Spinning My Wheels
Jun 20, 2011
Every farmer this spring seems to be spinning their wheels. From too much water to not enough, the planting season has turned into a cycle of hurry and wait.
This past week, I did a little spinning of own wheels on a 285 mile bicycle ride around northern Illinois. In my opinion, there’s no better way to get a good look at the land than from the seat of a bicycle. Maybe that says something about my cycling speed!
It was clear that Illinois farmers in the DeKalb and Scyamore area have had their share of rain. Fields were severely ponded in many areas. The corn crop in general is small and looks a bit behind what I think of as normal for this time of June. I only saw one or two fields that I thought were unplanted, but upon closer inspection discovered tiny soybeans breaking through a no-till environment.
To the west, near Oregon and Dixon, there was less flooding, but plenty of evidence of big rains in washed gullies.

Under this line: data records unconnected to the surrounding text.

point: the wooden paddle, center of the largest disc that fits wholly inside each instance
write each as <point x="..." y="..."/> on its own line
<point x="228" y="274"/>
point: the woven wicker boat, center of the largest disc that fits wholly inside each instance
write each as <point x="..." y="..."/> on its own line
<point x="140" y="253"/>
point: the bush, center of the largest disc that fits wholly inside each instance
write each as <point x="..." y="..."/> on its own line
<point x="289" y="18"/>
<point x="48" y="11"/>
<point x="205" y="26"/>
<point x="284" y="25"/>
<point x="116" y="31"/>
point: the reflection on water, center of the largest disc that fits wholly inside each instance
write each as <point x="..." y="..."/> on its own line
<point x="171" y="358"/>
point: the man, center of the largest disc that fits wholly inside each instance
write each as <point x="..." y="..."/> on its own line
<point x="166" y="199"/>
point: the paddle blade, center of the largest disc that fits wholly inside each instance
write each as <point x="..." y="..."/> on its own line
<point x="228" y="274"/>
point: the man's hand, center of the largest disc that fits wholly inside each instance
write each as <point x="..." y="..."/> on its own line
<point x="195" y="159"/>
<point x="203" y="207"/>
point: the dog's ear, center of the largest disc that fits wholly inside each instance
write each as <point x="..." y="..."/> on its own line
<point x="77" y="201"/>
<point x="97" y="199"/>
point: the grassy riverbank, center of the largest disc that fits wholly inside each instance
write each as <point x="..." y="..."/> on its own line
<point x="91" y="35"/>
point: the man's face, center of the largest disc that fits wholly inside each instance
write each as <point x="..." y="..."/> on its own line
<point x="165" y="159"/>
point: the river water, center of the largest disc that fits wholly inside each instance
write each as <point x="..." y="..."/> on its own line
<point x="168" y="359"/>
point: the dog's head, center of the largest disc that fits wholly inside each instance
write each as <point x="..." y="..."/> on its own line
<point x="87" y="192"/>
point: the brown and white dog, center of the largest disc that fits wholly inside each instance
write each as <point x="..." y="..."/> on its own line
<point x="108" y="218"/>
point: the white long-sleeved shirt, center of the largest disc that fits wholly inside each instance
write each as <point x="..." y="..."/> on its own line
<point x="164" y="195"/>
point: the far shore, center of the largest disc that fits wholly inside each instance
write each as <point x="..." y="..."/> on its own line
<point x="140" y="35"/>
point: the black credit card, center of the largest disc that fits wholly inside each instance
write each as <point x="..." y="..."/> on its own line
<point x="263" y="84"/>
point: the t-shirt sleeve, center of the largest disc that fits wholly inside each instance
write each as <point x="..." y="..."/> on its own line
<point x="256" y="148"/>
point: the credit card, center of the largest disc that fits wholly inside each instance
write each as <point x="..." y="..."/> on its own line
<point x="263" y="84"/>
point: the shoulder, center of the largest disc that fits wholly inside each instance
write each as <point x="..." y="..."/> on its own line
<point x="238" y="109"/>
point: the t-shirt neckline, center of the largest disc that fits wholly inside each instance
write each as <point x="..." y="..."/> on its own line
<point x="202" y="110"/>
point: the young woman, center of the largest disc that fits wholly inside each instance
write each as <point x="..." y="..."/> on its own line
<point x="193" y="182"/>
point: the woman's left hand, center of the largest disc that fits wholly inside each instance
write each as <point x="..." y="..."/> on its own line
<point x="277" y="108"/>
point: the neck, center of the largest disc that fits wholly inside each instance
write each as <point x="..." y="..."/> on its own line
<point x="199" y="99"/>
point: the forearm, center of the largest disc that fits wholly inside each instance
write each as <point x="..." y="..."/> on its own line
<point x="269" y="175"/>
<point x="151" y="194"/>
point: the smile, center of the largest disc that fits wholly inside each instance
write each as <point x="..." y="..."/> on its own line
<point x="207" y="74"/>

John Deere may have started his career as a blacksmith and plow inventor in Grand Detour, but many farmers in that area today seem to have decided the plow isn’t appropriate on the hilly terrain.
Some of the best crops I found were east of Rockford, Ill., in McHenry County. The number of well maintained barns along the route restored my hope that a few of these treasures of the past remain in good hands.
It was evident that the rains are making it difficult to get with the spray program. Giant ragweed was coming on like gang busters.
There were 158 other cycling folk on this ride and only a handful had a working knowledge of production agriculture. Perhaps the most valuable experience I had was listening to questions regarding our profession. I was impressed with the knowledge of the global issues. In particular, they all seemed to have a growing awareness that food may soon be in short supply—particularly in regions of the world that can’t afford it. Concerns about continuing to support agriculture through price supports and questions about ethanol subsidies were surprisingly top of mind for this mostly suburban and urban group.
Yet, most of these people seemed surprised and eager to learn simple facts about ethanol byproducts. There was genuine surprise when they learned that time of planting can impact yields. The exchange of information with those eager to learn more was as invigorating as the ride. It is a reminder that we can’t afford to let our dialogue be a one way street. If we want to be heard, we must also listen—even if requires a little spinning of wheels to get it done.